For the full year, revenue is expected to be $1,085-1,090 million and ARR is expected to be $1,220-1,225 million. Non-GAAP operating profit is expected to be $10-15 million, reflecting a 1-2% margin.
Given the current difficult macroeconomic environment and currency headwinds that are becoming more challenging given the strength of the US dollar, the Company may be forced to revise its guidance downwards. On the company’s FQ1 earnings call, management addressed some of these headwinds.
One of UiPath’s strengths is our global presence which gives us diverse perspectives and access to talent. We set our prices in local currency and with more than 50% of our business conducted outside of North America, our results are subject to exchange rate volatility. We recognize that macroeconomic and geopolitical issues are impacting global markets and that the strengthening US dollar continues to create a headwind for our business. As we did in March, the guidance we provide this afternoon takes into account the current operating environment and includes a currency headwind offset by growing business momentum.
These difficult macroeconomic factors have continued over the past few months and could continue through the end of the year. Thus, it would not be surprising to see the company revise down its expectations for the full year given the headwind in currencies and a more difficult macroeconomic environment.
Evaluation
The stock has fallen almost 60% since the start of the year, as investors turned away from high-value, unprofitable companies. However, since the company reported earnings, the stock has risen more than 5%.

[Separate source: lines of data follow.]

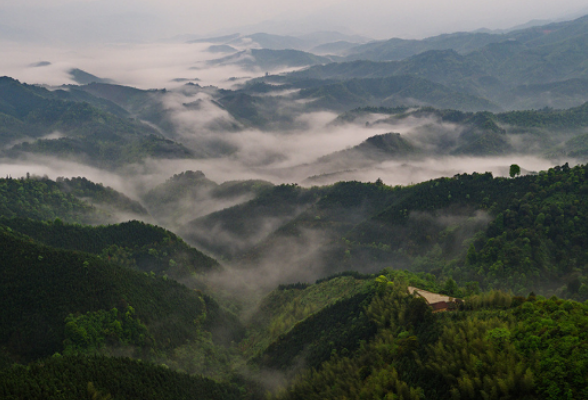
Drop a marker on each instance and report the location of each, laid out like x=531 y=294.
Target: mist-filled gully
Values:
x=246 y=216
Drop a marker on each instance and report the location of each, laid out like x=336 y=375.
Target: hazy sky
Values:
x=110 y=20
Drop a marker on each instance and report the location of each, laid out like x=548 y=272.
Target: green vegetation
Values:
x=497 y=346
x=90 y=133
x=43 y=286
x=133 y=244
x=102 y=377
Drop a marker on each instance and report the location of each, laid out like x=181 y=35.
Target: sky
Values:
x=146 y=20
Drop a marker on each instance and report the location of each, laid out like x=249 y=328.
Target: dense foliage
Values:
x=42 y=286
x=105 y=378
x=497 y=346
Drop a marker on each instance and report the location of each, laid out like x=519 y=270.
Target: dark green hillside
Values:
x=75 y=200
x=98 y=377
x=282 y=309
x=100 y=196
x=339 y=327
x=41 y=286
x=43 y=199
x=518 y=234
x=190 y=194
x=376 y=148
x=229 y=232
x=134 y=244
x=90 y=132
x=496 y=346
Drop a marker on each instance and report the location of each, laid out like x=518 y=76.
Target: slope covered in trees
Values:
x=496 y=346
x=87 y=133
x=133 y=244
x=42 y=286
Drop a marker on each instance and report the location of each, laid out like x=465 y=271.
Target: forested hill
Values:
x=524 y=233
x=75 y=200
x=134 y=244
x=494 y=346
x=36 y=120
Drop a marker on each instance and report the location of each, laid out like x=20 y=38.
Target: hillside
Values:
x=191 y=195
x=41 y=122
x=134 y=244
x=488 y=349
x=268 y=59
x=47 y=285
x=100 y=377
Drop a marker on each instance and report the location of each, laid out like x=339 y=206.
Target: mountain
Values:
x=74 y=200
x=75 y=377
x=266 y=59
x=392 y=91
x=283 y=42
x=46 y=285
x=46 y=124
x=374 y=149
x=498 y=67
x=190 y=194
x=83 y=77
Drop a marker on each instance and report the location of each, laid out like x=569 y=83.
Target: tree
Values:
x=514 y=170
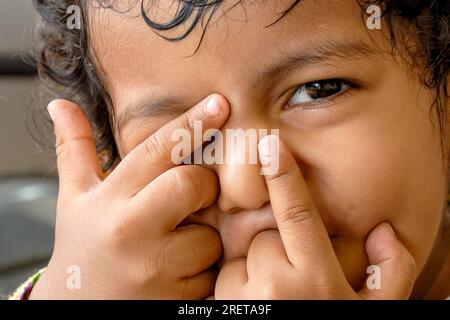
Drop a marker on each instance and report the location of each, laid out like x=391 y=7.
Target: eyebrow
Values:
x=161 y=104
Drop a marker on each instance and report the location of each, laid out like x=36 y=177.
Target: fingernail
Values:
x=391 y=229
x=51 y=108
x=213 y=107
x=265 y=146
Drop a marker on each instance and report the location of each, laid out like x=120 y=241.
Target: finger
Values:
x=231 y=280
x=303 y=233
x=200 y=286
x=78 y=162
x=154 y=156
x=175 y=195
x=392 y=266
x=199 y=248
x=266 y=246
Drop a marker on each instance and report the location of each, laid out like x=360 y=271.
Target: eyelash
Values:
x=346 y=87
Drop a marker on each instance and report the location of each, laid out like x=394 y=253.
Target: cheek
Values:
x=375 y=168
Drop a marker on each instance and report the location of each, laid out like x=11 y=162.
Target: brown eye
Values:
x=318 y=90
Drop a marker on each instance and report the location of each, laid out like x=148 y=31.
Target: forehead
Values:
x=236 y=46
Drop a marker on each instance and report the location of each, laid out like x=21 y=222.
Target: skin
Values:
x=350 y=168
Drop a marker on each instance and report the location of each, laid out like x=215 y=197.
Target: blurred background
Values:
x=28 y=183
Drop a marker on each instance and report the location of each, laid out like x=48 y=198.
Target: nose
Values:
x=242 y=187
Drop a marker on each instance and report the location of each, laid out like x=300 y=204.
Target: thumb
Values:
x=78 y=162
x=391 y=262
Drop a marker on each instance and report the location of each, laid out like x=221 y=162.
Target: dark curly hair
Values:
x=67 y=67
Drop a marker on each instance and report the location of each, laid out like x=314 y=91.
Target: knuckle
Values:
x=272 y=289
x=118 y=232
x=187 y=181
x=296 y=214
x=408 y=265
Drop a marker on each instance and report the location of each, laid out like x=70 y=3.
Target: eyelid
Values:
x=352 y=84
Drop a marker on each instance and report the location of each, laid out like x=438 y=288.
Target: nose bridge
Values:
x=242 y=187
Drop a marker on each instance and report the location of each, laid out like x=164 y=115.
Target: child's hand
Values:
x=118 y=238
x=299 y=262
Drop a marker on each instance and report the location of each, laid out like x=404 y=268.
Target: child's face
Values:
x=369 y=154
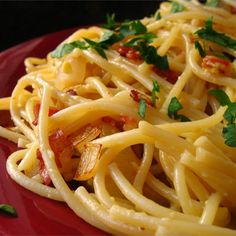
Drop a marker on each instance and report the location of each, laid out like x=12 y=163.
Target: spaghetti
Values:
x=140 y=117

The biggest concern with UiPath remains cost effectiveness. With a non-GAAP adjusted free cash flow loss of $54 million, investors can continue to hold that against the company in the current environment. With fears of a potential recession and continued rising interest rates, investors have turned to more stable and profitable companies.
The company has a current market capitalization of approximately $10 billion and with $1.8 billion in net cash, the enterprise value currently stands at approximately $8.2 billion.
UiPath’s full-year revenue forecast of $1,085-1,090 million implies a FY23 revenue multiple of approximately 7.5x. With the stock previously trading at forward earnings multiples well over 10x, it doesn’t seem likely that we’ll return to an environment where investors are willing to pay that much for growth stocks.
Yes, revenue growth could remain very strong over the next few years, but profitability is becoming increasingly important as we potentially enter a recession.
Even though we see FY24 revenue hitting $1,500 million, which would be above consensus expectations of $1,390 million (per Yahoo Finance), the implied FY24 revenue multiple of 5, 5x is still an expense for a business whose profitability is barely breaking even.
For now, I remain cautious about the name heading into their Q2 earnings report, as we may see management become more cautious about its outlook given the challenging macro landscape.